Re: A reader's comment that cerebral palsy is a result of the birth itself [Issue 3: 32]: This information is absolutely *wrong*! By publishing this answer by a credentialed midwife, you are giving the false impression that her answer is true. It is not. Cerebral palsy most often is believed to occur *before* labor begins. The cause is not known, but theory has it that it may be due to asymptomatic maternal infection.

If a cesarean section prevented CP, then we should expect to see a tremendous decline in the number of cases of CP as the c-sec rate increases. Sadly, that is not the case. The rate of CP has remained constant from the 1970s to the present in spite of cesarean rates that went from 5% to 25%.

There are many sources of CP information on the Internet as well as in print from the various organizations that assist families with members who have this problem. Here's one source:

- Anon.


In response to Marsden Wagner's commentary on Cytotec induction [Issue 3:35]: It disturbs me that inductions in the US occur with such frequency and for lack of medical indication. Attention should be given to any medication given to a pregnant or laboring woman, and adequately controlled research trials should be done with full consent from the laboring woman and her family. Basically one of the fundamental problems with the US is use of medications without medical indication.

However, there are very few agents for induction and cervical ripening available to physicians. Oxytocin is not the drug of choice for women who do not have a ripe cervix, and dinoprostone has a high rate of uterine hyperstimulation, similar to Cytotec--there are many cases of poor outcomes with its use as well. In defense of physicians, there are times when they are taking care of a mother who is severely preeclamptic and has a cervix that is closed thick and high. The ultimate goal is for that woman to birth vaginally, and there are limited choices in medications to use to make that happen. Sometimes the lesser of two evils has to be chosen--a medication like Cytotec or a surgical birth. In the birthing world that I would like to see, these medications would only be used in the case of a medical condition requiring birth to be imminent, and only after a woman has been truly informed of the risks of each medication.

- Anya Wait, midwife


In response to the question regarding retained placenta piece [Issue 3:28]: Your anger is understandable, but what do you hope to achieve by suing? You may get a backlash such as we have experienced in Mexico. In Mexico the OBs have organized a very "efficient" solution to avoiding any retained fragments of placenta. It is called "revision de la cavidad uterina" (manual exploration and/or cleaning of the uterus). Yes, it is just as awful as it sounds and jeopardizes the woman by introducing bacteria into the uterus at the moment when the woman's body is expelling its final contents. Besides being a violation of her body, it is painful. The argument is that it is difficult to ascertain if the placenta has been completely expelled so this procedure is initiated to forgo that uncertainty.

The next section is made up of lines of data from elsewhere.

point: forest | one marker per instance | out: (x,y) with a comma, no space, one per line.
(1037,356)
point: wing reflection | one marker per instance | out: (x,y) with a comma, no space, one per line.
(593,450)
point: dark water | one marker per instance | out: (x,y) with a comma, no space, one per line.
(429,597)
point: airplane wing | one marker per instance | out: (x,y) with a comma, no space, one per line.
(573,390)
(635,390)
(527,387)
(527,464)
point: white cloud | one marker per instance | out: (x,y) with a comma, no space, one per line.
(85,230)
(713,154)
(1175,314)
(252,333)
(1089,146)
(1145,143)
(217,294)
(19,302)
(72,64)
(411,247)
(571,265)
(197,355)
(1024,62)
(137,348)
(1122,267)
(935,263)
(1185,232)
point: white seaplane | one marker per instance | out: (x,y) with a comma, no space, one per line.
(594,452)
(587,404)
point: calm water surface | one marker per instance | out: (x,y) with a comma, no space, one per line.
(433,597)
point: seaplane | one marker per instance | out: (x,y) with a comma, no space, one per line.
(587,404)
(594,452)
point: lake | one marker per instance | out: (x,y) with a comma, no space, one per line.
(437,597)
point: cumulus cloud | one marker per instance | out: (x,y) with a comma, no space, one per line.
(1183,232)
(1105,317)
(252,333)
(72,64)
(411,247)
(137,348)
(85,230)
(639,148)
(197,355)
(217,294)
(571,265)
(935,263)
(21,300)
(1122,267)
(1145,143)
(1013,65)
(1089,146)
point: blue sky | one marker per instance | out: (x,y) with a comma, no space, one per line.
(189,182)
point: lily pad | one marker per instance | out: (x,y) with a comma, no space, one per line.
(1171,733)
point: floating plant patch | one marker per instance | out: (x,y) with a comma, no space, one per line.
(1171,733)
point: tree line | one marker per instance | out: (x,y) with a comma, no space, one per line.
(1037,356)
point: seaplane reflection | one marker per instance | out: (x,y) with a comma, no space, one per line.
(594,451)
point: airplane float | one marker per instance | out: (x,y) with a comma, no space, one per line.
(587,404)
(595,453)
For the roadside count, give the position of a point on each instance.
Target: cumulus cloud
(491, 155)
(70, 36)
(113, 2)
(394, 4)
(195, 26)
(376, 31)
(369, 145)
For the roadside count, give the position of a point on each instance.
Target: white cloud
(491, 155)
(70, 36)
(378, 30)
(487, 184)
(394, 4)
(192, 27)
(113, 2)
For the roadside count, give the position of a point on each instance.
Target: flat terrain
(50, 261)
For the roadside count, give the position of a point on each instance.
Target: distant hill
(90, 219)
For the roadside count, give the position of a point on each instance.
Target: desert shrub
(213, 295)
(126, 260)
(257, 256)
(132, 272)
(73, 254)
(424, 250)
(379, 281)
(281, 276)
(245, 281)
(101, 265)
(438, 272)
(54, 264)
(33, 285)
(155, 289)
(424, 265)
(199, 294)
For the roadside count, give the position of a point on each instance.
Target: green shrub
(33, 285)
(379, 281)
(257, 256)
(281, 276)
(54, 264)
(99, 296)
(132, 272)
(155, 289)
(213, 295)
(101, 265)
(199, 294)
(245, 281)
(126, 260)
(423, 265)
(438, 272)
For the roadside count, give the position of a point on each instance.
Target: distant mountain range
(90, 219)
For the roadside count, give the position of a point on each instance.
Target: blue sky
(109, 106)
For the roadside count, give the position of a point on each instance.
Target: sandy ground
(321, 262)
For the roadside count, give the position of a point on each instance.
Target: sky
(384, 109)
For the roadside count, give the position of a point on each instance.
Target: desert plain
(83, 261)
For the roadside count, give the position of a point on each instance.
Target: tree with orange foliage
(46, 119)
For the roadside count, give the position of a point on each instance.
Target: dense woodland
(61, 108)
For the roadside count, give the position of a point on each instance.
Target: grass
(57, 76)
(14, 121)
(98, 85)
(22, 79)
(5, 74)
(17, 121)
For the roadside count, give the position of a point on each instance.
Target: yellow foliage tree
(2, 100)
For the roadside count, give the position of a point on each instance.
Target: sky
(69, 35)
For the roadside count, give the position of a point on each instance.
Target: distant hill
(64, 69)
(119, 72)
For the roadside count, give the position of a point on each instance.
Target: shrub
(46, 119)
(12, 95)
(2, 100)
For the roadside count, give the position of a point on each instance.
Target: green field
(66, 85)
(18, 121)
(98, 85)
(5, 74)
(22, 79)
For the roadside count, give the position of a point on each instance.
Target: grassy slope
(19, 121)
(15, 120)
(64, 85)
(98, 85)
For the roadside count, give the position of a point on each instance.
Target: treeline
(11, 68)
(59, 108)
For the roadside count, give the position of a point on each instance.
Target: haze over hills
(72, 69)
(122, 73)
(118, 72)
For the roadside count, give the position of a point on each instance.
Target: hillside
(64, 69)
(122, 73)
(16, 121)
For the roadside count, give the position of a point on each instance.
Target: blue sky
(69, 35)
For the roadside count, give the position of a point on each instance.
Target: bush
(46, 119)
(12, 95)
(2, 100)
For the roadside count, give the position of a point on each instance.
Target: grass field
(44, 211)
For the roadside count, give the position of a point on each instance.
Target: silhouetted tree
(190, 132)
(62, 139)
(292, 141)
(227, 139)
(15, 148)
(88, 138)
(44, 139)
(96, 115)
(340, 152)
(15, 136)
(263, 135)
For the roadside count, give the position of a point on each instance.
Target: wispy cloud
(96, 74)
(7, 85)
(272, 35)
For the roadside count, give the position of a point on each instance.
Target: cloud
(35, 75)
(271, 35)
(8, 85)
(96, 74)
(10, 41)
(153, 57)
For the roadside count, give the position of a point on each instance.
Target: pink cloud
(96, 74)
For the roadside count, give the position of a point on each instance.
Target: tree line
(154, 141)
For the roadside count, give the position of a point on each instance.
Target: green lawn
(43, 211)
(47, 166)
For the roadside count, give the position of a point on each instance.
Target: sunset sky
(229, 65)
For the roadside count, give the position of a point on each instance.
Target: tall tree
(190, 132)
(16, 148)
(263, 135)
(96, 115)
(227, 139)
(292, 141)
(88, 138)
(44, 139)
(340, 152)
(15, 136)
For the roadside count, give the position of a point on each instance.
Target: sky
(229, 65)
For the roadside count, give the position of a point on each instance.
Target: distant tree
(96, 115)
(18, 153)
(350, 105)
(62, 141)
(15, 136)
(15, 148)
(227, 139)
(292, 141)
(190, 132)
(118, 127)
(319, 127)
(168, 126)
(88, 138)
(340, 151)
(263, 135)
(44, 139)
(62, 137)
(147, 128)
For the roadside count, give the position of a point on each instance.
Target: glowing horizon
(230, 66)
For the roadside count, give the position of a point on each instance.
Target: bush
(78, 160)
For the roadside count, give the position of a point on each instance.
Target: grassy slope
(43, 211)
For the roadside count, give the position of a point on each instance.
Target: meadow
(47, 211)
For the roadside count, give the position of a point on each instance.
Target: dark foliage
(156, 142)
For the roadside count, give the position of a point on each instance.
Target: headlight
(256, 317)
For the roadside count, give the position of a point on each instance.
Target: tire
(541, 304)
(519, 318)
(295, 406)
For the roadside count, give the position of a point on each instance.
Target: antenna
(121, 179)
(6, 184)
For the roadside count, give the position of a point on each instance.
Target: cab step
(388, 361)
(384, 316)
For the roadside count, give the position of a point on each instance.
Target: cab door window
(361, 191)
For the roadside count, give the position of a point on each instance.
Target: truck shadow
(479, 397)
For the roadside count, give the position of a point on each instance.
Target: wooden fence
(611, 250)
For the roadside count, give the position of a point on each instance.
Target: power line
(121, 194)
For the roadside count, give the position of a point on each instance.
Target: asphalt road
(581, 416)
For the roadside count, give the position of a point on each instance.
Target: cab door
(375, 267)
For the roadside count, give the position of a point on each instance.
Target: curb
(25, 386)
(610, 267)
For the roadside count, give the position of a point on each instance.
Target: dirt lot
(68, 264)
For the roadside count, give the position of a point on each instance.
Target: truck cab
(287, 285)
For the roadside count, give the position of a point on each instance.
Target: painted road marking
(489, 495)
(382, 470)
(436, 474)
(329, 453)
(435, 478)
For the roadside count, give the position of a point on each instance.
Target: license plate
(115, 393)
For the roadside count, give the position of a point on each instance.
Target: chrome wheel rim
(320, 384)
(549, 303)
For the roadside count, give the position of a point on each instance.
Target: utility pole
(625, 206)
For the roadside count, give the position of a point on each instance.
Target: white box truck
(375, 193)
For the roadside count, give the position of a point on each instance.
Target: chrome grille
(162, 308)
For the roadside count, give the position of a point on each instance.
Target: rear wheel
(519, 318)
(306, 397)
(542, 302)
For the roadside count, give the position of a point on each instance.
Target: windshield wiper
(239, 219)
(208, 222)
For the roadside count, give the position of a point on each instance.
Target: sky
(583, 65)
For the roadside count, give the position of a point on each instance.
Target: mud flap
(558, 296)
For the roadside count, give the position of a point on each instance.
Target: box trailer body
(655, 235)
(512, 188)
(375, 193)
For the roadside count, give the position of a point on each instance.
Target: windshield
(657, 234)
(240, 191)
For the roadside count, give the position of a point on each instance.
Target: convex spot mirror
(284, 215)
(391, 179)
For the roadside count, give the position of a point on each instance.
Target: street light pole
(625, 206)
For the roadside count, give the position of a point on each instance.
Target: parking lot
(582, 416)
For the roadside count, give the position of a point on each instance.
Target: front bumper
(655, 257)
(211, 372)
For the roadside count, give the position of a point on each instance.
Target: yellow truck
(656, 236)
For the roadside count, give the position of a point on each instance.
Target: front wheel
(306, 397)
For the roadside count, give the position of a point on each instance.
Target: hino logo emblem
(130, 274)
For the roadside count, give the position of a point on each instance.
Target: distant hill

This continues as a routine procedure although studies such as "Efficacy of Routine Postpartum Uterine Exploration and Manual Sponge Curettage," Journal of Family Practice, Vol 28, No 2 p.172-176, 1989 maintain that "routine elective postpartum manual exploration and sponge curettage of the uterus is a painful procedure that is not clinically indicated for reducing the potential risk of postpartum hemorrhage or endometritis and is unnecessary following routine vaginal delivery."

The Spanish language journal Ginecologia U Obstetricia de Mexico (Vol 59, Agosto 1991)draws quite another conclusion. While maintaining that initially the procedure was only carried out when there was reason to suspect that some or all of the placenta had not been expelled, it goes on to assert that in large hospitals where the birth professionals are "still learning," this selective procedure needs to become a standard one because some cases of retained fragments are missed. Chilling thought to contemplate this sort of backlash in the US in response to women suing for having had faulty inspection of their placentas in the first place!

The concluding remarks of the Mexican study are the most unnerving: "Probably one of the most important causes of this problem is the low health education of our patients who in general don't utilize the preventive health resources and only frequent the caregiver when they have lost their good health." (translation mine)

So goes the circuitous reasoning--it is the women's fault that OBs have had to affect this barbaric routinized procedure in order to protect women from the faulty medical care they may have incurred from caregivers not yet fully experienced in the first place! The list of advantages to the healthcare institutions includes five, and the list of supposed advantages to the recently birthed mother include seven. Nowhere is it mentioned that perhaps a better training course for the caregivers would help bypass the original problem!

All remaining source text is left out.